The correspondence is theoretically productive in both directions. For Buddhist philosophy, it offers a mechanistic vocabulary that decosmologizes the nidāna chain, grounds a preference for the processual interpretation over the three-lifetime reading within the domain of cognitive mechanism, and establishes theoretically tractable connections to the cognitive correlates of contemplative practice that are consistent with existing empirical findings. For predictive processing, the nidāna chain supplies what existing diachronic extensions of the framework do not: a principled account of why any cognitive system operating under structural misrecognition of its priors necessarily develops toward suffering rather than self-correcting, and therefore what liberation requires — not a return to the openness of not-knowing, but the achievement of the understanding (paññā) that sees through the constructedness of all priors.
The key insight — that the pivot of the entire causal architecture is the identity of vedanā with valenced prediction error — illuminates why the Buddha identified the cessation of feeling-tone’s grip on the cognitive system as the most direct path to liberation. Liberation is not the elimination of the generative model, nor a piecemeal modification of the later links, but the restoration of the model’s capacity to receive prediction error as evidence for revision: the achievement of an understanding (paññā) that sees through the constructed character of all prediction structures, so that the precision attaching to priors is no longer inflated by misrecognition, and the system can hold its priors lightly — not because it does not know, but because it fully understands how knowing itself works.

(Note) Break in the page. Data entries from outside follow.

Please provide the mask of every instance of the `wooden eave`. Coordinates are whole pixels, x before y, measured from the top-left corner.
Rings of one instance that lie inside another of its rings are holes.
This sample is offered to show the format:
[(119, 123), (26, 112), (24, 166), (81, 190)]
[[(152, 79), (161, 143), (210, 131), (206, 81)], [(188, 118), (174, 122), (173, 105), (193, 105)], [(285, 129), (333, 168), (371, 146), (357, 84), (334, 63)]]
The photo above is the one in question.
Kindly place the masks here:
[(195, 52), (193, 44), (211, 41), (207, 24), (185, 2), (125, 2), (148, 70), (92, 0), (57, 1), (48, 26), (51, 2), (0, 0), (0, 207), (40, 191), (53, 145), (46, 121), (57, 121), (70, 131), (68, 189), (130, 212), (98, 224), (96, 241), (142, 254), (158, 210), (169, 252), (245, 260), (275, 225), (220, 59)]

The limits of the analogy are equally important to the argument. The correspondence operates at the level of functional mechanism, not at the level of cosmological claim or phenomenal reality. The rebirth doctrine, the normative force of nibbāna, and the first-person phenomenal character of vedanā all exceed what the predictive processing framework can supply. These are not defects in the comparison but markers of the genuinely different levels of analysis at which Buddhist philosophy and cognitive science operate — and of the philosophical work that remains to be done in relating them.
The structural convergence traced here suggests that both traditions arrived, by independent routes, at the same deep insight: suffering is not an accident of circumstance but a structural consequence of how any system that misrecognizes its constructed priors as mind-independent reality necessarily perpetuates and deepens that misrecognition, absent specific corrective practice. The canonical account of paṭicca-samuppāda and the predictive processing framework each supply what the other lacks: the Buddhist analysis provides the developmental arc and the normative orientation toward liberation; the cognitive framework provides the mechanistic vocabulary and empirical traction.